The SLX also notched its fifth straight weekly gain for the first time since February 2019 on Friday, with eight of its components hitting new 52-week highs.

The group is too hot to chase, however, said Blue Line Capital's Bill Baruch, noting that the SLX is up nearly 29% since Pfizer and BioNTech first announced the positive data from their Covid-19 vaccine on Nov. 9.

"There is room still to the upside, but I wouldn't be chasing any names at this point," the firm's founder and president told CNBC's "Trading Nation" on Friday.

"The markets have already moved," he said. "But don't get me wrong — there still is room to move. I think the SLX can get to $50."

The SLX closed at $43.84 on Friday, up almost 5%. A $50 target implies roughly 14% upside.

Baruch's longer-term bull case had less to do with Biden's plans for the steel industry — which will, in part, encourage U.S. companies to "Buy American" — and more to do with overseas competition.

"[In] President Trump's trade war with China, one of the big targets was steel and the dumping that China has done," Baruch said. "China, with over 50% of the world's steel production, is big competition to the U.S. ... That narrative, the trade war, has suppressed the exports of China and we're at new lows.

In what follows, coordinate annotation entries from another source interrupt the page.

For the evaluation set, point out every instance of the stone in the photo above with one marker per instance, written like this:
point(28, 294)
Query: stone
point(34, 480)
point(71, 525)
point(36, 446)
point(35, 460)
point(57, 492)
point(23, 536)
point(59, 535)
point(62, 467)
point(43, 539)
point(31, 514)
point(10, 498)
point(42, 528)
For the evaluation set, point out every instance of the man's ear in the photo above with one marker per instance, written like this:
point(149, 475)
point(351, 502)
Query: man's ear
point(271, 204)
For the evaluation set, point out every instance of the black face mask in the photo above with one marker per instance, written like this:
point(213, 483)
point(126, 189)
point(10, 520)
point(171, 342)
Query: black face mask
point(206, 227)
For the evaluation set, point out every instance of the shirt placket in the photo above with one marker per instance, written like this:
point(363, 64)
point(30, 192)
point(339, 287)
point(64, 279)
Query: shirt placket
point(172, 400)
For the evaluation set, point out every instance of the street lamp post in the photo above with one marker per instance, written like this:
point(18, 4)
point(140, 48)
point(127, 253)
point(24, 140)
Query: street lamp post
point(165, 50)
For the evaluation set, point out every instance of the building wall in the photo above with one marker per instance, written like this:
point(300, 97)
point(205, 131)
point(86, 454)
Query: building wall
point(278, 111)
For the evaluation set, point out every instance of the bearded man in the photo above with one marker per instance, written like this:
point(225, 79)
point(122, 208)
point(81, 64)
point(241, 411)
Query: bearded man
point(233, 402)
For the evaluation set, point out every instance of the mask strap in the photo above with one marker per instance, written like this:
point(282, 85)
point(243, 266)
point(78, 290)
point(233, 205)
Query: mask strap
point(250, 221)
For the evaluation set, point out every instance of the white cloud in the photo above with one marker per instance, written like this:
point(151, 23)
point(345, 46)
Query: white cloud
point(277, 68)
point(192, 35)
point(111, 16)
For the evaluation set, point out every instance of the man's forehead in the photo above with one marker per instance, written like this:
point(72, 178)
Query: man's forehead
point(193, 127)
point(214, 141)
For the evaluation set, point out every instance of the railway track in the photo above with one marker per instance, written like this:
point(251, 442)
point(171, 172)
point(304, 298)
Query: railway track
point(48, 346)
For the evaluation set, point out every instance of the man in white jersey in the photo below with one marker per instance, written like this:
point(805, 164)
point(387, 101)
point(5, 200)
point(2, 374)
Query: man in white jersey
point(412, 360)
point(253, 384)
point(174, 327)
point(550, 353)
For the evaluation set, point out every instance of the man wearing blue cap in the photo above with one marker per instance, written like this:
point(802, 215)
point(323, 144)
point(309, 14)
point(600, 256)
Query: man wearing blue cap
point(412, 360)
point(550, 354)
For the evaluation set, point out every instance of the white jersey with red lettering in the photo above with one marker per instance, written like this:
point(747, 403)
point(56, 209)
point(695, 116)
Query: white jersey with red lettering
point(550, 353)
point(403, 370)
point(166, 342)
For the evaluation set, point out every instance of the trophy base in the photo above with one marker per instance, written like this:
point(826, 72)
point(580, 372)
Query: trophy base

This has been a tail wind to the U.S. names and ex-China names."

In short, there will be buying opportunities, "but not at this point," according to Baruch.

"I think the tail winds are there, and if you're not in it right now, you don't want to be chasing this stuff," he said. "But there [are] going to be some opportunities, I think, through the middle part of next year. ... This is a big tail wind of a breakout from a trend line from 2018."

China's strength in the steel industry is not to be discounted, however, said Gina Sanchez, founder and CEO of Chantico Global and chief market strategist at Lido Advisors.

"Chinese production for steel is already up to an all-time high, and it's going to take the rest of the world to catch up to that," she said in the same "Trading Nation" interview. "That is really going to be predicated on the reopening, how quickly we can get back to normal activity."

Conversely, Biden's plan should boost domestic plays such as U.S. Steel and "the various ETFs that have U.S. steel components," which "still have quite a bit of catching up to do compared to China," Sanchez said.

"As the economy opens up, we're seeing demand across all the industrial metals, not just steel. We're also seeing demand back for oil coming back up," she said. "All of these are reopening trades, and we're going to have to watch the reopening carefully because there may be issues with the vaccine production. There's lots of things between now and then that could change that. We could open more quickly. We could open more slowly. But this is definitely tied to that."